Variando os contextos, da susceptibilidade de quem ouve, principalmente de quem está fora de si, procurando incessantemente o seu centro, o seu posicionamento no Universo, que anda perdido.

Talvez a maior parte.

Se certezas houvesse, num qualquer momento passado, não as teve e nas dúvidas se embrenhou, para daí renascer novamente, apalpando o desconhecido, mais certo na convicção das experiências que passou. São os ciclos da natureza, que também é humana. Fazemos todos parte de um todo, cada um na sua individualidade, suspirando um alcançar não definido.

Talvez a magia da vida possa ser isso, o incerto.
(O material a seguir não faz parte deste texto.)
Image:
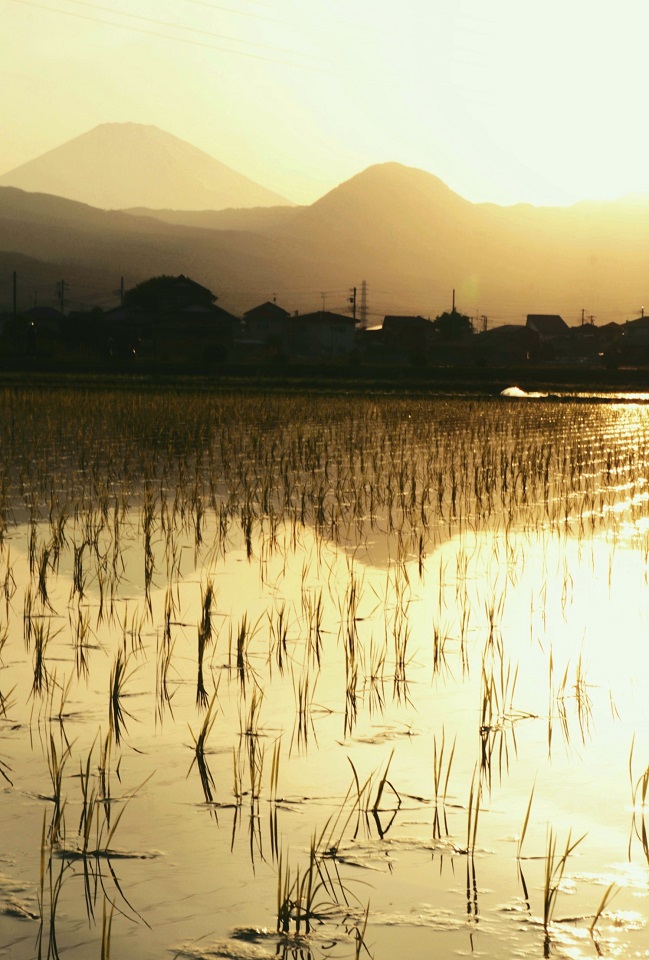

Vivemos tempos fascinantes, dizemos isto repetidamente em várias épocas.

Vivemos os verdes anos da Humanidade.

Nesses campos verdes, a Humildade, é a semente mais importante a plantar e com a força do Amor a regaremos. Seus frutos serão uma partilha de vida entre todos, moldada geneticamente por respeito da diferença, constatando que afinal somos mais iguais do que pensávamos.

Com a energia que trazemos quando nascemos e que vai sendo destruída paulatinamente por toda a envolvência social, económica e psíquica. Muitas vezes até uma questão de sorte se trata. Do lugar natal ou do berço familiar. Daí se faz a mesologia de um indivíduo e sua interpretação do mundo.

Uma nova abordagem de aprendizagem será aprender a libertar-se de novo, de desamarrar nós, partir grilhetas e arrebentar com amarras.

Não são blibios que vos libertam, histórias contadas por uns para muitos, heil’s, amen’s, alá’s, livros sagrados e avés.

Nas nossas essências já somos livres, mesmo que alguns de vós tenham baixado os braços, mesmo alguns que já vergados e vergastados pela insanidade de outros, mas que, ainda pingam laivos de vida.

Ergam-se e não tenham medo.

As cicatrizes saram.

Sonhar é permitido.

Questionar tudo é um direito.

Sendo um dever, ensinar outros.

Quanto mais consciências acordadas, melhor será o mundo que partilhamos por momentos.

Ouse e sem medo, pois é, com os erros que aprendemos.